Retail selling tips

Set your expectations. Stop yourself and check your expectations before you clock in or even walk in the door. What's your focus on? Will customers be hostile, mean, penny-pinching or is it going to be a fun day to help you help people? One of the old sales pros used to say, "Garbage in, garbage out"so watch what you're listening to or watching before you get to work as it could trap you into a negative view of the world.

Look at what you're saying. It's a fact that we love talking about people. Gossip is more popular than ever, ranging from the craziest Internet stories to celebrities falling from grace. The danger is that it comes from a place where at the expense of someone else we feel better about ourselves. That's selling the opposite. As a result of coming into your shop, you should feel better about someone.

Don't make a judgment. I know, it's hard, but you can't judge a book by its cover or your customer's clothes. When we do that to try to decide who is worth our efforts when we can have the entire banquet, we are often wrong and settle for crumbs.

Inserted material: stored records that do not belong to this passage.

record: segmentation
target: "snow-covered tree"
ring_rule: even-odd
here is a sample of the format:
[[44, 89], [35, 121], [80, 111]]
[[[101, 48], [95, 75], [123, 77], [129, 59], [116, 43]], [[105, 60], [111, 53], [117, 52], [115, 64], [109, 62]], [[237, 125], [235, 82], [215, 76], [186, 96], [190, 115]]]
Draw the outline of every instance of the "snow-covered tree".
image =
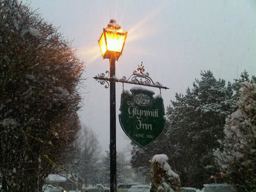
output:
[[226, 87], [225, 81], [217, 80], [209, 71], [201, 75], [184, 96], [176, 94], [166, 113], [167, 154], [183, 185], [209, 178], [218, 171], [212, 150], [223, 138], [226, 116], [236, 107], [230, 83]]
[[152, 156], [155, 154], [160, 154], [163, 152], [168, 151], [168, 141], [165, 133], [164, 129], [163, 133], [159, 138], [148, 146], [142, 148], [133, 141], [131, 142], [132, 150], [131, 163], [136, 176], [139, 178], [142, 183], [149, 183], [151, 182], [150, 170], [151, 166], [148, 163]]
[[1, 1], [0, 18], [0, 179], [5, 191], [39, 191], [73, 150], [83, 65], [26, 5]]
[[152, 192], [172, 192], [180, 187], [179, 175], [173, 171], [167, 161], [168, 157], [164, 154], [155, 155], [151, 160]]
[[256, 189], [256, 78], [242, 83], [238, 109], [226, 119], [223, 150], [215, 155], [223, 174], [239, 191]]

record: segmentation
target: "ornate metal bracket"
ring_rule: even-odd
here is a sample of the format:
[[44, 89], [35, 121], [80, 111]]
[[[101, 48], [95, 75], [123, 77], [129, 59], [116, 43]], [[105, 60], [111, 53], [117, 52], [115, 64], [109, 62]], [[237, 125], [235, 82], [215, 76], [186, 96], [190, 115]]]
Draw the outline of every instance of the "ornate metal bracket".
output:
[[[169, 89], [166, 87], [162, 86], [162, 84], [158, 82], [154, 82], [150, 77], [150, 74], [148, 73], [144, 73], [144, 71], [145, 69], [144, 69], [144, 66], [142, 65], [142, 62], [141, 62], [140, 65], [138, 66], [137, 71], [134, 70], [133, 72], [133, 74], [131, 75], [128, 79], [126, 79], [126, 77], [125, 76], [122, 77], [121, 79], [118, 79], [116, 77], [110, 78], [114, 78], [116, 82], [120, 82], [123, 83], [134, 84], [140, 86], [152, 87], [159, 89]], [[110, 81], [110, 77], [109, 77], [110, 73], [108, 71], [106, 71], [105, 73], [108, 74], [106, 77], [105, 77], [105, 74], [104, 73], [101, 73], [100, 75], [98, 74], [98, 76], [93, 78], [96, 80], [98, 80], [98, 82], [99, 82], [101, 84], [104, 84], [105, 82], [106, 82], [108, 84], [105, 86], [105, 88], [108, 88], [109, 87], [108, 81]], [[130, 79], [131, 79], [131, 80], [129, 80]]]
[[109, 88], [110, 87], [110, 84], [109, 83], [109, 81], [110, 81], [109, 77], [110, 76], [110, 72], [109, 71], [106, 71], [105, 72], [106, 75], [104, 73], [101, 73], [100, 75], [98, 74], [98, 76], [96, 76], [93, 77], [96, 80], [98, 81], [98, 82], [99, 82], [101, 84], [104, 84], [105, 83], [106, 84], [105, 85], [105, 88]]

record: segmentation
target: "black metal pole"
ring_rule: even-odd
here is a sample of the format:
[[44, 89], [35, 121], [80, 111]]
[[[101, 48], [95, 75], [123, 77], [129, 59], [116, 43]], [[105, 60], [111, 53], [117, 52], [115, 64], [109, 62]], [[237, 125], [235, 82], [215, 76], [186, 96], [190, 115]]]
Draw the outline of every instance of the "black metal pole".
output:
[[115, 59], [110, 59], [110, 192], [116, 191], [116, 81]]

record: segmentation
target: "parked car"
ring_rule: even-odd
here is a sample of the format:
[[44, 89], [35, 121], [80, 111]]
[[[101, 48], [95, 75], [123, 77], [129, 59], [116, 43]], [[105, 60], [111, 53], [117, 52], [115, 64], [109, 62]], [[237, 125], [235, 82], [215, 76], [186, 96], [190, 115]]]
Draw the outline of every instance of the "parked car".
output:
[[193, 187], [181, 187], [180, 192], [196, 192], [197, 189]]
[[116, 190], [117, 192], [128, 192], [128, 190], [133, 185], [137, 185], [134, 184], [119, 183], [117, 185]]
[[42, 191], [44, 192], [66, 192], [62, 188], [55, 187], [52, 185], [44, 185]]
[[205, 184], [201, 192], [237, 192], [232, 185], [227, 184]]
[[109, 187], [105, 187], [101, 184], [97, 184], [96, 187], [89, 187], [87, 188], [83, 185], [82, 188], [82, 191], [90, 191], [90, 192], [109, 192], [110, 189]]
[[133, 185], [128, 192], [150, 192], [151, 188], [151, 185]]

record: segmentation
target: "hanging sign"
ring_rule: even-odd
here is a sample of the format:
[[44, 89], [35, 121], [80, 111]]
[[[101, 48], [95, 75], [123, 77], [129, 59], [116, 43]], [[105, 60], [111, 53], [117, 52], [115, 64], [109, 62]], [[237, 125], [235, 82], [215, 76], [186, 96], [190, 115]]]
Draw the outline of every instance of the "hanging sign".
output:
[[131, 89], [132, 94], [123, 92], [121, 95], [119, 121], [127, 136], [144, 147], [161, 135], [165, 121], [161, 96], [141, 88]]

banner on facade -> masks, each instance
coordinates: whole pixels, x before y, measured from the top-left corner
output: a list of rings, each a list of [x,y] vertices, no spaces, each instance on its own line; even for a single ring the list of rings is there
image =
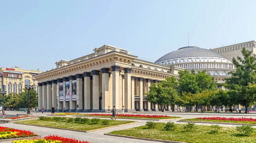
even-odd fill
[[[76,101],[76,80],[72,81],[72,101]]]
[[[65,82],[65,93],[66,94],[65,94],[65,100],[66,101],[70,101],[70,87],[69,87],[69,81],[66,81]]]
[[[63,83],[59,84],[59,101],[60,102],[63,101]]]

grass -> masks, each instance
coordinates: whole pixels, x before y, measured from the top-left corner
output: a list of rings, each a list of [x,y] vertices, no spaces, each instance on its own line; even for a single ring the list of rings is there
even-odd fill
[[[195,125],[195,129],[190,132],[184,130],[184,124],[176,124],[176,129],[172,131],[164,129],[165,123],[157,123],[154,129],[148,129],[146,126],[115,131],[109,133],[136,137],[166,140],[191,143],[255,143],[255,132],[250,136],[243,136],[238,134],[235,128],[222,127],[216,134],[209,132],[210,126]]]
[[[82,117],[109,117],[109,118],[112,118],[112,115],[108,115],[106,114],[106,115],[91,115],[90,114],[79,114],[76,115],[76,116],[82,116]],[[156,120],[160,120],[160,119],[175,119],[175,118],[180,118],[180,117],[175,117],[175,116],[172,116],[172,117],[163,117],[160,118],[146,118],[146,117],[125,117],[125,116],[118,116],[118,114],[116,114],[116,118],[124,118],[124,119],[156,119]]]
[[[180,121],[198,121],[204,122],[216,122],[216,123],[244,123],[249,124],[256,124],[256,122],[255,121],[226,121],[226,120],[201,120],[196,118],[192,119],[187,119],[180,120]]]
[[[126,121],[110,120],[108,124],[104,125],[102,123],[103,120],[100,120],[99,123],[98,124],[93,124],[90,121],[91,119],[90,120],[90,121],[87,123],[81,123],[74,122],[67,123],[61,121],[44,121],[40,119],[24,121],[17,122],[17,123],[29,125],[47,126],[52,127],[68,129],[82,131],[89,131],[134,122],[133,121]]]

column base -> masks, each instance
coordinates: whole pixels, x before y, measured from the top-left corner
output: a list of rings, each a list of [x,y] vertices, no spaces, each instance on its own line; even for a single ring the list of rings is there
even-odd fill
[[[83,112],[91,112],[92,110],[91,110],[90,109],[85,109],[83,110]]]
[[[83,112],[83,110],[81,109],[78,109],[76,110],[76,112]]]
[[[100,112],[100,110],[99,109],[93,109],[92,112]]]

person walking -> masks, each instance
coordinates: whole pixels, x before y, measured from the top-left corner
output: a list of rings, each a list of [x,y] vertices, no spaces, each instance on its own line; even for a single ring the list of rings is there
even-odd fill
[[[54,117],[54,112],[55,112],[55,108],[54,108],[54,107],[53,106],[52,106],[52,115],[53,115],[53,117]]]
[[[115,106],[113,106],[113,109],[112,109],[112,118],[111,118],[112,119],[115,117],[115,119],[116,119],[116,109],[115,108]]]
[[[122,107],[122,112],[123,115],[125,114],[125,107],[124,107],[124,106],[123,106]]]

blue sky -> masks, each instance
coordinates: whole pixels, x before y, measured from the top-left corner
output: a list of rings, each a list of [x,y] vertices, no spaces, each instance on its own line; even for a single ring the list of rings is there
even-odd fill
[[[104,44],[156,60],[256,40],[256,0],[1,0],[0,67],[46,70]]]

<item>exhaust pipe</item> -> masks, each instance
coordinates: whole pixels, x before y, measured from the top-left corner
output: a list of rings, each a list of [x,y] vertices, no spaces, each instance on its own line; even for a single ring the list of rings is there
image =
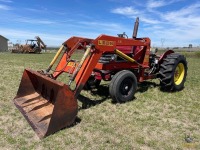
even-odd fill
[[[132,38],[135,39],[137,37],[137,32],[138,32],[138,27],[139,27],[139,17],[136,18],[134,29],[133,29],[133,35]]]

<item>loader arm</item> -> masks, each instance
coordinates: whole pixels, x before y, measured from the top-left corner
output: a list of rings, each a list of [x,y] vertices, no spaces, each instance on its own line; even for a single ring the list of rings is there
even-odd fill
[[[149,38],[141,38],[141,39],[125,39],[120,37],[108,36],[108,35],[100,35],[96,39],[86,39],[80,37],[72,37],[66,42],[64,42],[66,46],[66,51],[63,53],[54,73],[53,77],[56,79],[63,72],[66,73],[74,73],[78,63],[74,62],[74,68],[71,66],[70,57],[76,49],[84,49],[86,46],[90,46],[90,54],[88,57],[82,62],[79,71],[76,73],[74,77],[76,82],[76,88],[74,89],[74,96],[80,94],[82,88],[87,82],[88,78],[92,74],[92,71],[97,66],[98,61],[103,53],[116,53],[115,50],[117,46],[144,46],[145,49],[136,53],[133,59],[138,59],[139,56],[143,56],[145,59],[141,62],[141,66],[143,68],[148,67],[149,63],[149,51],[150,51],[150,39]],[[85,48],[86,49],[86,48]],[[118,53],[116,53],[118,54]],[[120,54],[118,54],[120,55]],[[133,62],[134,63],[134,62]],[[70,64],[70,65],[68,65]],[[138,64],[135,62],[138,66]],[[69,85],[69,84],[68,84]]]

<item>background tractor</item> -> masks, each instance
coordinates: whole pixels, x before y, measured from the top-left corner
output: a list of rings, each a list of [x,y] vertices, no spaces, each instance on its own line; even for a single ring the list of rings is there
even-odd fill
[[[41,40],[39,36],[35,37],[35,40],[28,39],[26,40],[25,45],[17,45],[12,49],[12,53],[40,53],[42,50],[46,50],[46,45]]]
[[[161,55],[150,51],[150,39],[137,38],[138,26],[139,18],[132,38],[125,33],[71,37],[46,70],[24,70],[13,101],[40,138],[71,125],[81,90],[98,88],[101,80],[109,81],[110,96],[119,103],[132,100],[138,83],[148,79],[159,79],[164,90],[184,88],[186,58],[172,50]],[[58,81],[63,73],[70,75],[66,83]]]

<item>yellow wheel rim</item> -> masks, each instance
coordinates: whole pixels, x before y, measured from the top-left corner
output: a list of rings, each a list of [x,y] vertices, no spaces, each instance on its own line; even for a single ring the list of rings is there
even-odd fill
[[[185,75],[185,67],[183,63],[179,63],[174,73],[174,82],[176,85],[181,84]]]

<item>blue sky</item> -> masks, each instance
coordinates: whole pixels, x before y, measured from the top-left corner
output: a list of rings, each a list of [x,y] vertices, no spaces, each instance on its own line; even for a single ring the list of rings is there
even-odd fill
[[[48,46],[71,36],[131,37],[136,17],[138,37],[152,46],[200,46],[198,0],[0,0],[0,35],[21,44],[38,35]]]

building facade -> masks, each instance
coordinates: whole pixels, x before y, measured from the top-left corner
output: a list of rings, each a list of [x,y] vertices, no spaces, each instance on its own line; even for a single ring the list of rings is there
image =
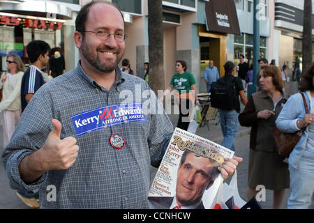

You hate to sell something. Find the ugliest thing you can find in your store. Determine to find five things you love about it using the "it has" feature to link to the customer benefit "so you." What you'll find is that once you give up your assumptions and personal bias, you can find several things to make a compelling case of why a customer should purchase an item.

Stop selling the easy thing. Sure, it's 30% off and has twenty years of free funding. But something like that is going to sell itself - you don't stretch yourself.

Be prepared to risk the sale. Things just don't go well sometimes. You are at odds with the customer and it just feels like you're not on the same page. Ask, "Excuse me, but have I done anything to offend you?" If you say it without sarcasm or malice, most will apologise and give you a reason that has nothing to do with you. But you're just frustrating yourself and the customer without getting that out of the way. You often make the bigger sale by addressing it head-on.

Make a friend, building relationships sounds so technical and de-personal and yet it's the heart of making a success of any human interaction. Finding something in common begins to build relationships with something not related to the merchandise before the customer. I call it opening a Contact Window that requires a salesperson to notice something physical like jewellery, clothing, and even the type of smartphone that a person has before them. The salesperson then comments with a question on that item and shares something related to itself based on what that customer responded to.